Following petition request, Arab judge postpones 11-month sentence for inciting to violence and racism until new decision.

Ari Yashar ,

Sheikh Raed Salah at sentencing with MK Masud Ganaim
Sheikh Raed Salah at sentencing with MK Masud Ganaim
Yonatan Sindel/Flash 90

Supreme Court Judge Salim Joubran on Wednesday ordered to postpone the jailing of the radical Sheikh Raed Salah, head of the Islamic Movement in Israel.

Salah had been due to start his 11-month sentence for incitement to violence and racism on Sunday.

However, in response to Salah's request to petition the sentence, Joubran ordered that his sentence be postponed until a new decision is made. In parallel the state was requested to submit its position on the postponement within 15 days.

Judge Joubran gained infamy back in 2012 when he refused to sing "Hatikvah," the national anthem of the state of Israel which he serves as a Supreme Court Judge.

Salah was sentenced late last month, when his petition of a 2007 charge of incitement was rejected, and he was held accountable for his long history of inciting terrorism around the Temple Mount. The radical sheikh reacted to the sentence by saying "with spirit and with blood we will redeem Al-Aqsa (Mosque)," in an open call for terror.

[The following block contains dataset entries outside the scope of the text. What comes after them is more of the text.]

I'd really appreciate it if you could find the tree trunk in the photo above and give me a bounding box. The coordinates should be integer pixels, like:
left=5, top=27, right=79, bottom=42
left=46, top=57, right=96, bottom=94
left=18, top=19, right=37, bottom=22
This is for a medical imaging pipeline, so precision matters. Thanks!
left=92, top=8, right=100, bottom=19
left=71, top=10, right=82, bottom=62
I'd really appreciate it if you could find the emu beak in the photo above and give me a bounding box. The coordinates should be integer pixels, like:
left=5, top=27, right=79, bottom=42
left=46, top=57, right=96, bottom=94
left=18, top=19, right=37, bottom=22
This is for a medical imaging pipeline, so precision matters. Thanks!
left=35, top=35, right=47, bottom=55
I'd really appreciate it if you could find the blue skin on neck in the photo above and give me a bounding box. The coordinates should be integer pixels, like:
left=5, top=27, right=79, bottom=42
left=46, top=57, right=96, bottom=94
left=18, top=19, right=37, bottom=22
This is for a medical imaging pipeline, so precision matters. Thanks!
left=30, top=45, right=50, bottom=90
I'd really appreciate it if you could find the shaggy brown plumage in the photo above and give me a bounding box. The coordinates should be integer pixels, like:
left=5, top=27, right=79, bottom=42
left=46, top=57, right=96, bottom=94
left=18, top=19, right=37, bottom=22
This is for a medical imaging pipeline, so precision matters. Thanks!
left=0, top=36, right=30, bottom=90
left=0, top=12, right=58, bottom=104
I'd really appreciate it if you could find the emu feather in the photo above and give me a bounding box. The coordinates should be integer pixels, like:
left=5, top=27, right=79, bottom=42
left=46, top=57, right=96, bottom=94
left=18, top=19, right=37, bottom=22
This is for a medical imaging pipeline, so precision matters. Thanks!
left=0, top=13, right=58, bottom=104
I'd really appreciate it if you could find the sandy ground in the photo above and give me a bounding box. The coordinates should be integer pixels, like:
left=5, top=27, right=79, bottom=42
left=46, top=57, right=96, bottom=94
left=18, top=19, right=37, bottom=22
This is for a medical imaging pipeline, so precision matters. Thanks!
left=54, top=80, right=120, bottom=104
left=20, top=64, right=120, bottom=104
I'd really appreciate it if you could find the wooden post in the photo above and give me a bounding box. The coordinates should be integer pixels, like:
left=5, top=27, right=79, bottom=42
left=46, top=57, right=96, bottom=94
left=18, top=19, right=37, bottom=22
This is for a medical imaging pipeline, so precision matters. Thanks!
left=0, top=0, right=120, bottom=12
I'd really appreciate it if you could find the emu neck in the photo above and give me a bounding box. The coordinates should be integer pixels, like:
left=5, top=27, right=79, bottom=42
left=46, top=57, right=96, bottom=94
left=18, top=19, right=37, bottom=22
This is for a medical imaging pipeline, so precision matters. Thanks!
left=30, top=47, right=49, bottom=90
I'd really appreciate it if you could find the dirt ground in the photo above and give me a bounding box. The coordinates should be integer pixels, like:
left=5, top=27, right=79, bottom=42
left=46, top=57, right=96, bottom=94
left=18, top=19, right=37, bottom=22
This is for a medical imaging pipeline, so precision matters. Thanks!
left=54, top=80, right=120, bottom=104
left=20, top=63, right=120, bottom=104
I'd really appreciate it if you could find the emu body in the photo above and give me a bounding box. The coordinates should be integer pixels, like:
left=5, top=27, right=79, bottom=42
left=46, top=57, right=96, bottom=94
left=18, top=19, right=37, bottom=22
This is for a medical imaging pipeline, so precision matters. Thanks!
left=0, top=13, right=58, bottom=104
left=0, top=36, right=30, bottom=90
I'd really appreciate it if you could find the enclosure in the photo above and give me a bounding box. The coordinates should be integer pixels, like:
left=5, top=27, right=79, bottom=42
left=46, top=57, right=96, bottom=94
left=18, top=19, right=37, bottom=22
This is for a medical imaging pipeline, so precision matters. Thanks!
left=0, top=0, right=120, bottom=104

In 2007, during a sermon, Salah declared that "the finest moments are when we meet God as martyrs for Al-Aqsa," and that "we will purify the blood of innocent people...and remove the soul of Israeli occupation soldiers who are occupying the Al-Aqsa Mosque." Following his speech, a Palestinian Arab mob rioted and threw rocks at security forces in the Old City, wounding three Border Police officers.

The Islamic Movement is actually banned in several Muslim states - in part, due to links to the Muslim Brotherhood - and has been repeatedly involved in incitement-laced activities, including violent "Nakba Day" protests, calls for an "intifada," and rioting on the Temple Mount.